The smell of McCarthyism?  A self-identified “independent team of concerned American citizens,” calling their website “PropOrNot” and refusing to identify themselves, created a report blacklisting over 200 alternative online news sites.  “The list” includes reputable independent news sources, such as Consortium News, Truthout, Truthdig, Black Agenda Report, Naked Capitalism, Anti-war.com, Information Clearing House, and also Counterpunch.  PropOrNot accuses the sites of being “Russian propaganda outlets,” spreading “fake news,” reaching “tens of millions” of Americans that helped tilt the 2016 presidential election to Russia-friendly candidate Donald Trump. (“Black Friday Report: On Russian Propaganda Network Mapping,” By The PropOrNot Team, PropOrNot, Nov. 26, 2016)  Note the secretive PropOrNot authors of “Black Friday Report” hide behind the word “Team.”

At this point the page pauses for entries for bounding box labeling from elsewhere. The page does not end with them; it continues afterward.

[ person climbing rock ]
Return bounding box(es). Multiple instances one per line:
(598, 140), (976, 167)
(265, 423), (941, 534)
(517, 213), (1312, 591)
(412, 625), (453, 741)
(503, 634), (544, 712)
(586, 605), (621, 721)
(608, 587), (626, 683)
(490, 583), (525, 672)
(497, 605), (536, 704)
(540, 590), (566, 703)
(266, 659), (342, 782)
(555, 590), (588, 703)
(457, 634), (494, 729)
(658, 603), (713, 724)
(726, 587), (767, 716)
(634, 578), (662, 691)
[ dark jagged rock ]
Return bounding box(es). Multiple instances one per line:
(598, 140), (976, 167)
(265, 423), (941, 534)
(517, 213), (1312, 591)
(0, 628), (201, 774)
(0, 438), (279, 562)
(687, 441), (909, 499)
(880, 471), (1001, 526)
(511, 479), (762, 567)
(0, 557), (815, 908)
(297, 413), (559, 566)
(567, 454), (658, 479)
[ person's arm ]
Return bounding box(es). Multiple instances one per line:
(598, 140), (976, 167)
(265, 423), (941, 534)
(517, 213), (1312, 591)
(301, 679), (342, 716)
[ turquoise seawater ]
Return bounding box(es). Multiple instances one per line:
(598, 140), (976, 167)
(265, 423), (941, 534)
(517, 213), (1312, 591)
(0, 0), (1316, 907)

The invisible “concerned American citizens” of PropOrNot “strongly suspect that some of the individuals involved” in spreading Russian propaganda online have committed espionage, “but determining that is up to the FBI and the DOJ.” (“Frequently Asked Questions,” propornot.com, Nov. 26, 2016)  The “team” also states, “To the extent any of these sites are involved in supporting Russian objectives that run counter to Western interests, they – and more to the point, the people who operate them – should be of interest to the security services of the Western countries in which they live, work, and acquire services related to their websites.” (“Black Friday Report: On Russian Propaganda Network Mapping,” Ibid)

The “concerned American citizens” of PropOrNot also “call on Congressional leadership and the Obama administration, to: immediately begin investigations to determine whether any U.S. government action or inaction has allowed Russia to manipulate the US domestic political process, and interfere in the 2016 election, through online propaganda;” and to “immediately begin investigations to determine whether, by action or inaction, the American public has been deprived of related information that they need to vote in an informed manner.” (“Russia is Manipulating US Public Opinion through Online Propaganda,” propornot.com, Nov. 30, 2016)  Note, again, no individual is identified as the author of the above PropOrNot article.

Subsequently, the CIA, the FBI and the National Security Agency, “the nation’s top intelligence agencies,” investigated Russia’s possible role in influencing the 2016 presidential election.   Interestingly, their reported “unanimous conclusions” are that “President Valdimir V. Putin of Russia directed a vast cyberattack aimed at denying Hillary Clinton the presidency and installing Donald J. Trump in the Oval Office.” (‘PUTIN LED SCHEME TO AID TRUMP, REPORT SAYS,’ By Michael D. Shear and David E. Sanger, The New York Times, Jan. 7, 2017)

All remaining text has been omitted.